McDonough described during those visits, as seen in a video recording Barth played last week in Strafford County Superior Court, how Marriott died of suffocation and a seizure while having rough sex with McDonough in the Dover apartment McDonough and Mazzaglia shared.

McDonough, 20, reiterated Monday that she was lying to Barth’s legal team at the time, telling a fabricated story of Marriott’s death in order to protect Mazzaglia.

“I didn’t want anyone to know the truth,” McDonough said. “I didn’t want it to get out at all.”

McDonough has testified that Mazzaglia, who is facing first- and second-degree murder charges in his ongoing trial, strangled Marriott from behind with a white cotton rope after a game of strip poker, and after Marriott had said it would not be OK for McDonough and Mazzaglia to have sex in front of her in their apartment.

Barth said Monday that if that’s what had happened, McDonough could have safely told Mazzaglia’s lawyers after Mazzaglia’s arrest.

Instead, Barth maintained that McDonough initially gave them an honest account of her role in Marriott’s death.

“You trusted us with the truth,” Barth said.

“I trusted you guys with a story that was made up off the top of my head,” McDonough replied.

Hampton attorney Andrew Cotrupi, McDonough’s lawyer, said McDonough responded well to the line of questioning.

“She was an easy target before this trial, and she’s an easy target during this trial,” Cotrupi said.

Monday’s proceedings began the fourth week of Mazzaglia’s trial, in which opening statements were given May 28. McDonough had been on the stand nearly continuously since June 3.

After she stepped down, the state’s next witness was Dr. Scott Hampton, a sexual abuse and domestic violence counselor.

Hampton runs Ending the Violence, a Dover center that offers educational programs for offenders, and said he has worked with 4,000 to 5,000 families over 25 years in abuse counseling in Pennsylvania, New York and New Hampshire.

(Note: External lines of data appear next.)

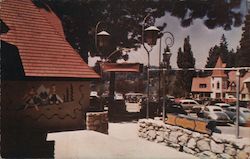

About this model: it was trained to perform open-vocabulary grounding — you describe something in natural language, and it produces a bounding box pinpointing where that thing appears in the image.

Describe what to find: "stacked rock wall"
[86,112,108,134]
[138,119,250,159]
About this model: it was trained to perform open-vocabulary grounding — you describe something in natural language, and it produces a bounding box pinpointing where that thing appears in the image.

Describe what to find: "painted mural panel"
[2,81,89,132]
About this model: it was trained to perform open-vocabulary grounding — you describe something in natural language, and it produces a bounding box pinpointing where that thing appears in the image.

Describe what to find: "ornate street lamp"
[163,46,172,68]
[144,26,160,47]
[142,14,160,119]
[95,21,110,56]
[162,45,172,123]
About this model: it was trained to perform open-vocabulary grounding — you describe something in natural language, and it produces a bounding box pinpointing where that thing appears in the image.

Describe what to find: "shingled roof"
[0,0,99,78]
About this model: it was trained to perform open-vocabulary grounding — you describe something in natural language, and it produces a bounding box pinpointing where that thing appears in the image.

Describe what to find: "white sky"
[89,0,247,68]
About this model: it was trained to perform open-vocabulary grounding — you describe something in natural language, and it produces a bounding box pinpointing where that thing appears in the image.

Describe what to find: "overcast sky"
[89,0,246,68]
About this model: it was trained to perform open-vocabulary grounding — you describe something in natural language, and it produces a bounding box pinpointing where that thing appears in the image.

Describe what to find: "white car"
[214,103,230,109]
[114,93,124,100]
[180,99,204,113]
[202,106,231,124]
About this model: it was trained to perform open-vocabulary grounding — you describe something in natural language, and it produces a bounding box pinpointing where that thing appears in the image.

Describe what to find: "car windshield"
[243,110,250,113]
[213,109,221,112]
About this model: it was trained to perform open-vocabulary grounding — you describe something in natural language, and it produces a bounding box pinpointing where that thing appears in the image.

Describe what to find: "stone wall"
[86,111,108,134]
[138,119,250,159]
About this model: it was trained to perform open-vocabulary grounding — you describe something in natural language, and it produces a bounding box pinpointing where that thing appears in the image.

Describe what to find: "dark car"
[225,107,250,126]
[141,98,187,117]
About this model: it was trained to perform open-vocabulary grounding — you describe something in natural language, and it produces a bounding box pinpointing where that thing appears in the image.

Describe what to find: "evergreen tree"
[205,34,235,69]
[236,14,250,67]
[175,36,195,96]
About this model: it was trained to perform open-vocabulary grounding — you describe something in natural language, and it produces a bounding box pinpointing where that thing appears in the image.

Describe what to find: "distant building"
[191,57,250,101]
[0,0,99,158]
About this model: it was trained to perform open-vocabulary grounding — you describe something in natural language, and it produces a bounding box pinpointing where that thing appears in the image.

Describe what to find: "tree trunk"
[109,72,115,116]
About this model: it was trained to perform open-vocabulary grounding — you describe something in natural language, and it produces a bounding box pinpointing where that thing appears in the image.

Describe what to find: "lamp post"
[157,31,174,117]
[141,14,160,119]
[95,21,110,60]
[162,45,172,123]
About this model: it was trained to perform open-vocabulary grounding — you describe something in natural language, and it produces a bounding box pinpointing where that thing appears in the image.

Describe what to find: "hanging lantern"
[144,26,160,46]
[97,31,110,48]
[163,46,172,64]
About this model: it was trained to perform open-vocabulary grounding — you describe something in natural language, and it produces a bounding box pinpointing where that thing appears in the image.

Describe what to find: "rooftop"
[0,0,99,78]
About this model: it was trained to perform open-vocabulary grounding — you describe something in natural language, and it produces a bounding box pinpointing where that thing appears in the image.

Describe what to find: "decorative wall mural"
[23,87,39,110]
[23,84,74,111]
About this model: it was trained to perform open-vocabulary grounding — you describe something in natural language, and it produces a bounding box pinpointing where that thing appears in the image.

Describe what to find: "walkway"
[47,123,196,159]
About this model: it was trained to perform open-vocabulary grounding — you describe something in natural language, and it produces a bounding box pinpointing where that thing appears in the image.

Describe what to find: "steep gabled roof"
[212,56,227,77]
[0,0,99,78]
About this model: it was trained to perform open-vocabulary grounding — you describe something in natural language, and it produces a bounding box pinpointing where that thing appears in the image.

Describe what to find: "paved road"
[217,124,250,139]
[47,123,197,159]
[126,103,250,138]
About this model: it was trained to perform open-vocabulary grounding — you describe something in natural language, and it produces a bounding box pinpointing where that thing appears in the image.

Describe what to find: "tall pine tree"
[175,36,195,97]
[205,34,235,68]
[236,14,250,67]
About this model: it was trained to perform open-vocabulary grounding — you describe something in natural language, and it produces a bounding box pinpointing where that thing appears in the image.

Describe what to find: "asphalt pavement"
[47,123,197,159]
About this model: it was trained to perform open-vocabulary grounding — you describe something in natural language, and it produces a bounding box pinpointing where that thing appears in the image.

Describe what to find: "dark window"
[215,93,220,98]
[241,94,246,99]
[217,82,220,89]
[199,84,207,88]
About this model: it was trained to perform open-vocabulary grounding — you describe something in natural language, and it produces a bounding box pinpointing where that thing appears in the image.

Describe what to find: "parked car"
[165,102,187,115]
[225,106,250,126]
[200,106,231,124]
[214,103,230,110]
[179,99,204,113]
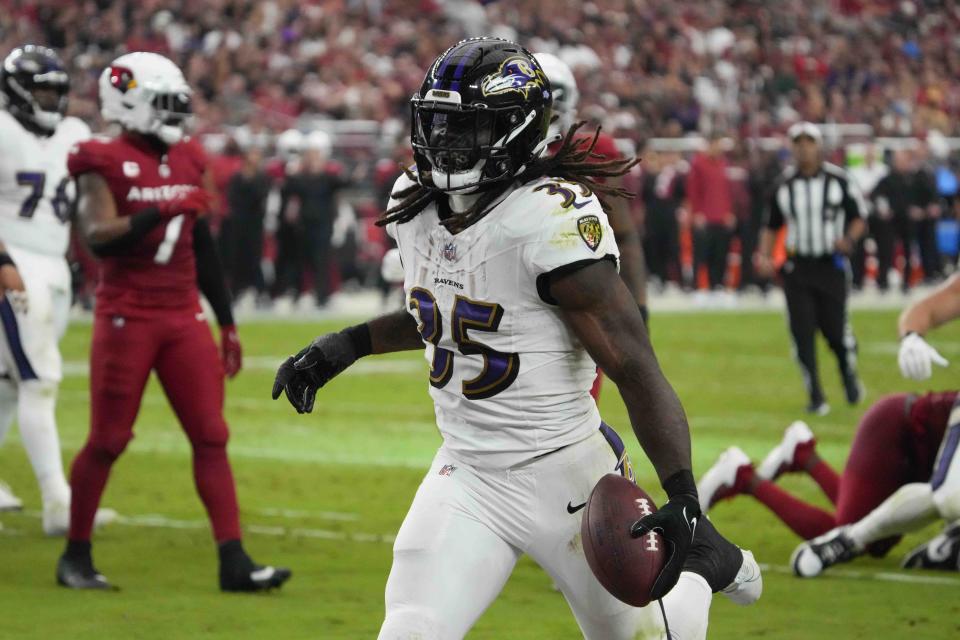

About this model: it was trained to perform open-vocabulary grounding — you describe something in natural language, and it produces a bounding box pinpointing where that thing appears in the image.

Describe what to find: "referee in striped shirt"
[758,122,867,415]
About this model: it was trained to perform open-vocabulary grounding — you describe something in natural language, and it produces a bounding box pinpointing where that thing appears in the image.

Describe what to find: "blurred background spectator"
[687,132,737,290]
[223,146,271,307]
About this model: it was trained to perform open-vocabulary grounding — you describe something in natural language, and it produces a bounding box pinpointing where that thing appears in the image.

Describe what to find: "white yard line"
[760,564,960,587]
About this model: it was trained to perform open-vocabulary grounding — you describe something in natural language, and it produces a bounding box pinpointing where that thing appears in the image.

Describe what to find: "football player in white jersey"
[273,38,761,640]
[0,45,111,535]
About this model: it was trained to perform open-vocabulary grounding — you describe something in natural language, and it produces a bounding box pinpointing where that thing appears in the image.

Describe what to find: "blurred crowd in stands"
[0,0,960,304]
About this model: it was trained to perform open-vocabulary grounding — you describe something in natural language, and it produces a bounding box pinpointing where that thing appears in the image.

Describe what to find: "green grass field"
[0,312,960,640]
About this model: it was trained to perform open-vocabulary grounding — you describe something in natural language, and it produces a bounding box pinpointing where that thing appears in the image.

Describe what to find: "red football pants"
[70,309,240,542]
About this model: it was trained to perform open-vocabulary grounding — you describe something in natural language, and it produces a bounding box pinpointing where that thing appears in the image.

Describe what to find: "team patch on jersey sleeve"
[577,216,603,251]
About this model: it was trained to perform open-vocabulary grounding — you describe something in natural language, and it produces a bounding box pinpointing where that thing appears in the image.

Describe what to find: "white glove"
[897,333,949,380]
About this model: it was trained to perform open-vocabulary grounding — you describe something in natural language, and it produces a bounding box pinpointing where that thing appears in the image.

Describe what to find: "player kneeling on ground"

Without once referring directly to Mazzaglia, McDonough or the circumstances surrounding or leading up to Marriott’s death, Hampton spoke about issues seemingly related to the trial under questioning from Assistant Attorney General Geoffrey Ward.

“What do you call a domestic abuse victim who lied to or for her abuser?” Hampton asked. McDonough’s testimony strongly suggested that Mazzaglia was the dominant figure in a controlling relationship, a scenario that Barth has sought to portray as inaccurate.

Hampton said that if you agree or empathize with an abuse victim, you call that person a survivor, while if you disagree, you call that person a statistic.

“The difference between being a survivor and being a statistic can be life and death,” he said. “If you want to know which version is the truth, a good question to start with is, when did the person feel safe?”


Ward, also without using names, asked Hampton how a person could continue to help someone after seeing that person commit a crime.


“She would say, ‘it’s my fault,’” Hampton said. “If I bail out, I have to admit ultimate failure, and lose my relationship. There’s no upside.”

McDonough, 20, has said on the stand that after strangling Marriott, a 19-year-old from Westborough, Mass., Mazzaglia then raped Marriott’s limp body while McDonough was in the room.

When Ward asked if it was possible for someone “to see their abuser murder someone else and still be in love with that person,” Hampton cited an example of a parent witnessing one of their children — a 12-year-old, perhaps — severely injure a sibling.

“I’m not bailing out on that 12-year-old,” Hampton said. “I’m there. …You can’t just turn that off.”

Barth briefly cross-examined Hampton, probing ambiguities or generalizations in the factors and situations he described.

McDonough is serving a 1½- to three-year prison term after pleading guilty last July to charges including witness tampering and hindering the investigation, as part of a plea agreement. She has testified that she helped cover up the murder and rape of Marriott, whose body has never been found.

The trial resumes at 9 a.m. Tuesday, likely with Hampton continuing to answer questions from Barth.